In 2013 Chanelle learnt to drive using hand controls and she is now able to take road trips again and has driven over 80,000 miles since learning to drive again.
On November 1, 2019, Chanelle achieved her goal of walking down the aisle after two hours of physical therapy a week for six months along with her determination to keep walking at home.
“The reaction was tears and awe! All my family that was there that night with me in the hospital after my injury, were there to watch me walk down the aisle,” said Chanelle.
“My wedding day or walking down the aisle, or swimming were not even a thought when I was first paralysed – I knew I needed to focus on doing the simplest of things and figuring out how to move around in a wheelchair.
“After about six months of being paralysed, that is when I thought about swimming again and my physical therapist got me back in the pool, although a small therapy pool at the outpatient rehab centre in Washington, DC, USA, when I was discharged from the hospital in Virginia, with all sorts of flotation devices on my legs.
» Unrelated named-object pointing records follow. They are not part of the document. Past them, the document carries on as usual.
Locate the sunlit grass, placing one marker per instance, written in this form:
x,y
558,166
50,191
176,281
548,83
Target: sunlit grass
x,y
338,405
“To be able to swim again, is freeing. It’s one of the few things I get to do without my wheelchair and the physical identity of the woman in a wheelchair. Being in a pool with others makes you forget that you are living with this life changing injury that comes with almost daily chronic pains and discomforts.
“Walking down the aisle is by far the biggest achievement for me that I am so very proud of myself for the work I put in for those six months.
“No circumstance is as bad as you think it is, or as it seems. The mind is very powerful, so use it to transmit positivity in any situation to overcome.
“Be patient with yourself as being paralysed from the chest down and being newly diagnosed with a spinal cord injury comes with a lot of changes.
“Take your days one day at a time and set goals as to how you are going to live life fruitfully with an SCI.”